Serwis Internetowy Portal Orzeczeń używa plików cookies. Jeżeli nie wyrażają Państwo zgody, by pliki cookies były zapisywane na dysku należy zmienić ustawienia przeglądarki internetowej. Korzystając dalej z serwisu wyrażają Państwo zgodę na używanie cookies , zgodnie z aktualnymi ustawieniami przeglądarki.

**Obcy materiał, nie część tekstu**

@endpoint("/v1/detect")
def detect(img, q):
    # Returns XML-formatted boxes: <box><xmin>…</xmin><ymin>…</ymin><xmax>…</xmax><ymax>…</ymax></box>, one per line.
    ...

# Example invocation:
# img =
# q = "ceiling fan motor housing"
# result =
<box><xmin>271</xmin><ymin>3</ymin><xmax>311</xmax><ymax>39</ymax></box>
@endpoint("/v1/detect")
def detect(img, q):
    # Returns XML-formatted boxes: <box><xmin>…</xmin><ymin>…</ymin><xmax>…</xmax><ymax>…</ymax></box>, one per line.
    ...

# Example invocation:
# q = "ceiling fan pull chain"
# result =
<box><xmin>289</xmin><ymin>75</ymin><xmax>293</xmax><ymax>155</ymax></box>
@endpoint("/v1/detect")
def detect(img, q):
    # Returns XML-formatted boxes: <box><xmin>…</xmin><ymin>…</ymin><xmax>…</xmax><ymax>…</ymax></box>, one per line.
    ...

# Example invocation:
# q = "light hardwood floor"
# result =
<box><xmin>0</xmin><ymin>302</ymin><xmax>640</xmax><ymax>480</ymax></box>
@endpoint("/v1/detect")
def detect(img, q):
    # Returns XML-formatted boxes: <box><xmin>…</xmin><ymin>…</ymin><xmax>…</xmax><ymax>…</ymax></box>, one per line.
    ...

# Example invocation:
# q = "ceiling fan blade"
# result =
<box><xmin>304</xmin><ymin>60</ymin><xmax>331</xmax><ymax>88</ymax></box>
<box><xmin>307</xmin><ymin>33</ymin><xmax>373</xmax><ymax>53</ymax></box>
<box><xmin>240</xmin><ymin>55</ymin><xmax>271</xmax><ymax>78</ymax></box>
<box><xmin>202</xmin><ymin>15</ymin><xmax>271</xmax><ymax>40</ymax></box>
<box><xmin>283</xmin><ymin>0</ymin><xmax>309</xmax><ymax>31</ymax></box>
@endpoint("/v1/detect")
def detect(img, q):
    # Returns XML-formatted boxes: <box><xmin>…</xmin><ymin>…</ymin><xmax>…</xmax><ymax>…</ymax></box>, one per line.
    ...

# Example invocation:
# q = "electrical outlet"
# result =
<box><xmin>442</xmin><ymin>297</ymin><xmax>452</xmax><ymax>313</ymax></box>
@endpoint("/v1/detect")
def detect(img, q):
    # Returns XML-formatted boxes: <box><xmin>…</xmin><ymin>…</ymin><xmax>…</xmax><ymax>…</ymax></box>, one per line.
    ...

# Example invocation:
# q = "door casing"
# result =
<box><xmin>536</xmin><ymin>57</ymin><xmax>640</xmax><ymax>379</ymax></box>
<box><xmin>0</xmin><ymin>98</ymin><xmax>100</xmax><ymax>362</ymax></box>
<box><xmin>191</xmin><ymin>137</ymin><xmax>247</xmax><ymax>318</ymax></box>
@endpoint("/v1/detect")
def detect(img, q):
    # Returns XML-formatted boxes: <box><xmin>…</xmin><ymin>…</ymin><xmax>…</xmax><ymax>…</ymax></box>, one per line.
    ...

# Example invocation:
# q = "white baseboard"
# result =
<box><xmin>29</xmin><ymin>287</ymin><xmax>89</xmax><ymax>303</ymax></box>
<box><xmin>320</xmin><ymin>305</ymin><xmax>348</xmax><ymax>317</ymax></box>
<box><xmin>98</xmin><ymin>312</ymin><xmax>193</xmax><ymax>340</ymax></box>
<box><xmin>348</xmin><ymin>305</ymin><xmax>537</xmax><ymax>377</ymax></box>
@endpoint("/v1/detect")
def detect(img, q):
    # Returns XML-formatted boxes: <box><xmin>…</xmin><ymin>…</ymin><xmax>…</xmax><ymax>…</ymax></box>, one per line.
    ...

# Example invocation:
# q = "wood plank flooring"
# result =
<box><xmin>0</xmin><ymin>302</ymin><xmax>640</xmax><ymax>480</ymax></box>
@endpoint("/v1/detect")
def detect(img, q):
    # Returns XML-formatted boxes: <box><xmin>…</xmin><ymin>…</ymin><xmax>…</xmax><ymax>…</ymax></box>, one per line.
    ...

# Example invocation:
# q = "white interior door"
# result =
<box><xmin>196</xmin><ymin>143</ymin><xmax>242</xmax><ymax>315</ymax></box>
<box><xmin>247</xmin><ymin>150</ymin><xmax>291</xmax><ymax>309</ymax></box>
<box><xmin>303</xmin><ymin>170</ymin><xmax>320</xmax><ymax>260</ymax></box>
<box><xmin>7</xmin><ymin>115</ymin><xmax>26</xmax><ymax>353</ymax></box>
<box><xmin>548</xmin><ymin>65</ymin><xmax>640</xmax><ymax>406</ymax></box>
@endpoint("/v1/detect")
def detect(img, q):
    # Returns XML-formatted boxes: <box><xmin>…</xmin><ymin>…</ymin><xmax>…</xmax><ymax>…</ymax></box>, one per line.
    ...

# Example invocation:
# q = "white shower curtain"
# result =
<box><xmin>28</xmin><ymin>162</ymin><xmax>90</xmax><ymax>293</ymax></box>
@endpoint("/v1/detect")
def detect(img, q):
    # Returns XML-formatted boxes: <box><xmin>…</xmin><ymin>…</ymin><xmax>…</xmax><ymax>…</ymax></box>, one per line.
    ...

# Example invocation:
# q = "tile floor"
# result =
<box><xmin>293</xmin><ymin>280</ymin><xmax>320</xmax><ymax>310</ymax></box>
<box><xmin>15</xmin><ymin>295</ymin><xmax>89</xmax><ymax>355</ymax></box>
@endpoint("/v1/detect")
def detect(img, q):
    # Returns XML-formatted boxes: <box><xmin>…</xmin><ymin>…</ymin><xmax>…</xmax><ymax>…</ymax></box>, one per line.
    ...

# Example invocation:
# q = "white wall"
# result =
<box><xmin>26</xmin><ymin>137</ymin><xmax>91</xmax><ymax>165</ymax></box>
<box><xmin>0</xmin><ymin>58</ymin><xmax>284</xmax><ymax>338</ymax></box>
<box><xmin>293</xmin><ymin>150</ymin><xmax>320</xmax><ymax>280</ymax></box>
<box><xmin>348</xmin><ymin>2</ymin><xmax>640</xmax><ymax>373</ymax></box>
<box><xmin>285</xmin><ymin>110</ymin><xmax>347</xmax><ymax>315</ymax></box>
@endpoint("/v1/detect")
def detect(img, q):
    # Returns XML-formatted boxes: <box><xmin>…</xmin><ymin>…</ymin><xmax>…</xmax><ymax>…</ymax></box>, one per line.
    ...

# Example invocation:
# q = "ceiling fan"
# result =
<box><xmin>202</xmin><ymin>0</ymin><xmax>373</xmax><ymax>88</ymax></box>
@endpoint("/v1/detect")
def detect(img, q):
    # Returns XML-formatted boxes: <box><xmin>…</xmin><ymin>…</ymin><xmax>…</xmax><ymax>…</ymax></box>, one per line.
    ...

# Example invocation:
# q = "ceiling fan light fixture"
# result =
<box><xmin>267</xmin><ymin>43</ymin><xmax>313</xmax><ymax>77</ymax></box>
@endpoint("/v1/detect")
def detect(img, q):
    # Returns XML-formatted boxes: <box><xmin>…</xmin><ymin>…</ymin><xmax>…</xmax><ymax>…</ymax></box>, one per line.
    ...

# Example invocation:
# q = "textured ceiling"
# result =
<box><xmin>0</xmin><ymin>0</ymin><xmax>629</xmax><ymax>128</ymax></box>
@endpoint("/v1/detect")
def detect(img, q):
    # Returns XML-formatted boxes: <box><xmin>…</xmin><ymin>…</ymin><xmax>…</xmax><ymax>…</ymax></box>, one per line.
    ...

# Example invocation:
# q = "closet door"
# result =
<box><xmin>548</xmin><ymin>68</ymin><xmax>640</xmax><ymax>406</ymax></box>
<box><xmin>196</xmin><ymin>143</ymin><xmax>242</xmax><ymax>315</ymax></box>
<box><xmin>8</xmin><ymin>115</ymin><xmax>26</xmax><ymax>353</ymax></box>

VI Ka 333/18 - wyrok z uzasadnieniem Sąd Okręgowy w Gliwicach z 2018-05-11

Sygnatura akt VI Ka 333/18

WYROK

W IMIENIU RZECZYPOSPOLITEJ POLSKIEJ

Dnia 11 maja 2018 r.

Sąd Okręgowy w Gliwicach, Wydział VI Karny Odwoławczy w składzie:

Przewodniczący SSO Piotr Mika

Protokolant Marzena Mocek

przy udziale Dariusza Kowalczyka

Prokuratora Prokuratury Rejonowej w Z.

po rozpoznaniu w dniu 11 maja 2018 r.

sprawy T. S. ur. (...) w M.,

syna K. i Z.

oskarżonego z art. 190a§1 kk

na skutek apelacji wniesionej przez oskarżyciela publicznego

od wyroku Sądu Rejonowego w Tarnowskich Górach

z dnia 17 stycznia 2018 r. sygnatura akt VI K 620/17

na mocy art. 437 § 1 kpk, art. 636 § 1 kpk

1.  utrzymuje w mocy zaskarżony wyrok;

2.  zasądza od Skarbu Państwa na rzecz oskarżonego T. S. kwotę 840 (osiemset czterdzieści) złotych tytułem zwrotu wydatków na ustanowienie obrońcy w postępowaniu odwoławczym;

3.  kosztami procesu za postępowanie odwoławcze obciąża Skarb Państwa.

Sygn. akt VI Ka 333/18

UZASADNIENIE

Wyrokiem z dnia 17 stycznia 2018 roku w sprawie o sygnaturze akt VI K 620/17 Sąd Rejonowy w Tarnowskich Górach uniewinnił oskarżonego T. S. od zarzuconego mu przestępstwa, które polegać miało na tym, że w okresie od 30 czerwca 2016 roku do 29 grudnia 2016 roku w P., uporczywie nękał L. S. oraz dzieci P. i D. S., poprzez ograniczanie i utrudnianie im korzystania z posesji, nachodzenie w miejscu zamieszkania, co wzbudziło u pokrzywdzonych uzasadnione okolicznościami poczucie zagrożenia oraz naruszyło ich prywatność, tj. przestępstwa z art. 190a § 1 k.k.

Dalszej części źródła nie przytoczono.